C’è stato un tempo in cui tutta la mia famiglia era nello stesso posto. Ora, siamo in diverse parti del mondo. Sono qui in Svizzera. Uno dei miei fratelli è a Colonia, in Germania, e un altro a Madrid, in Spagna. Mio padre, mia madre e altri due fratelli sono in Svezia. Non è facile mantenere i contatti con loro. I social media e le videochiamate aiutano, ma non è la stessa cosa. I miei figli parlano francese e i figli dei miei fratelli parlano tedesco, svedese o spagnolo. La comunicazione è difficile quando, quando ci incontriamo, convergono tante lingue, culture e background diversi. L’albero genealogico andrà perso. Tagliano i rami, che ora scendono a valle, in direzioni diverse. In ogni caso, la Svizzera fa bene ai miei figli. Non ci sono problemi o brutti ricordi. Il tuo futuro non è in pericolo. Per me funziona. Ora lavoro qui. Continuo a disegnare e mi sento bene. La qualità della vita è buona, ma i ricordi sono sempre nella mia mente.

-Le immagini che hai prodotto per la vendita di token non scambiabili fanno parte di una serie che chiami “Windows”. Che significato hanno le finestre nel tuo lavoro?

Che significato hanno le finestre nel mio cuore? Sono le finestre che ci permettono di vedere il paese, la gente; ci permettono di ascoltarli e connetterci con loro. Ho disegnato la prima finestra nel 2011, quattro mesi dopo l’inizio del conflitto. Il disegno mostrava un edificio distrutto. È rimasta solo una finestra. Un giovane era fuori, portando con sé dei fiori e aspettando di vedere la sua amata, che era morta. Il disegno rappresenta ciò che abbiamo perso. Ho disegnato altre figure dove rimaneva solo una finestra, perché la finestra rappresenta la memoria. Ho le mie idee e i miei sentimenti intorno a queste immagini, ma spero che quando le vedrai, potrai vedere l’effetto che la guerra ha sulle persone.

“Spero che chiunque viva un paese in difficoltà riesca a fuggire”.
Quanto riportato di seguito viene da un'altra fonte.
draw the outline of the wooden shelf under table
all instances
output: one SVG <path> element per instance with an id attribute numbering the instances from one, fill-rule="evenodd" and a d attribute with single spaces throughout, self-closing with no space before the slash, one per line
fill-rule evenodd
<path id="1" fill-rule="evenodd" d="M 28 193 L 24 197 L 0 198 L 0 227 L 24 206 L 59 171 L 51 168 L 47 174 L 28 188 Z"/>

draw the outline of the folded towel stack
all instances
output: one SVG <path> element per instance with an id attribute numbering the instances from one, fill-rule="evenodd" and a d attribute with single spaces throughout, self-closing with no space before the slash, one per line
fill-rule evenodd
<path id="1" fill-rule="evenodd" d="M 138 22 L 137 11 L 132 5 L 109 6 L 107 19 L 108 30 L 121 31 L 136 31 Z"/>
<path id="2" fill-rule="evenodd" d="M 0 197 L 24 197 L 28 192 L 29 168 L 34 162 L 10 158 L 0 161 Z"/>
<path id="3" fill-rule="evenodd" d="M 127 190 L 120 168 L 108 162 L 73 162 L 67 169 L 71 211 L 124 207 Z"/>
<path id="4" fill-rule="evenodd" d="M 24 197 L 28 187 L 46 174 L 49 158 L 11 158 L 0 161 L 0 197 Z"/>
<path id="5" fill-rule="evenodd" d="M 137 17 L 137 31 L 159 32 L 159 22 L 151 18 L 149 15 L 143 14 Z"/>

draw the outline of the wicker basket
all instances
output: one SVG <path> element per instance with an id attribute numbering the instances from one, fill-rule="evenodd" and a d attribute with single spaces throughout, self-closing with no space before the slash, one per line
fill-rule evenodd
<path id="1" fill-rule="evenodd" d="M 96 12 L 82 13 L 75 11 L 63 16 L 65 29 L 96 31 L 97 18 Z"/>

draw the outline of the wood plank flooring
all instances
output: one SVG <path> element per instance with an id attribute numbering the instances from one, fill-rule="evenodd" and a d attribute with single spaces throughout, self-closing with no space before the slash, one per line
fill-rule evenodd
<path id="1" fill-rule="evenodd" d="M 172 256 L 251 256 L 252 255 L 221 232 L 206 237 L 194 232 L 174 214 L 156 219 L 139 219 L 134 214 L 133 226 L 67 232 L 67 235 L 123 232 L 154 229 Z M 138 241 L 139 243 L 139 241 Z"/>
-Il denaro ottenuto attraverso le vendite sarà utilizzato per sostenere la popolazione afghana. Che sensazioni hai provato riguardo ai recenti eventi in Afghanistan?

Mi sembrava familiare perché eravamo – in realtà, siamo – come loro. Affrontiamo gli stessi problemi, proviamo le stesse sensazioni, raccontiamo le stesse storie. I telegiornali parlano sempre di parte politica, ma non sapevamo cosa stesse succedendo alla gente comune. Spero che chiunque abbia un paese in difficoltà riesca a fuggire. Sostengo le persone che vogliono uscire perché hanno dei sogni o perché devono proteggere i propri figli.

-Di solito pubblichi le tue illustrazioni sui giornali. Cosa provi sapendo che diventeranno risorse digitali uniche che verranno vendute come token non negoziabili?

Non ho esperienza in questo senso. Mi sono occupato solo di disegnare. Tuttavia, ogni illustratore vuole che il suo lavoro sia conosciuto. Sostengo queste iniziative. Sostengo qualsiasi azione o cosa che aiuti le persone, spieghi i problemi e le condizioni difficili che affrontano e consenta loro di ricevere aiuto. È un nuovo concetto; Quando l’ho scoperto, l’ho adorato. Speriamo riesca a portare l’attenzione sui problemi che affliggono la popolazione afghana e che i fondi vengano raccolti perché ne hanno bisogno. A volte basta una tenda o un po’ di cibo per cambiare la vita di una persona, anche se solo in minima parte. A volte ci vuole un po’ di supporto o istruzione.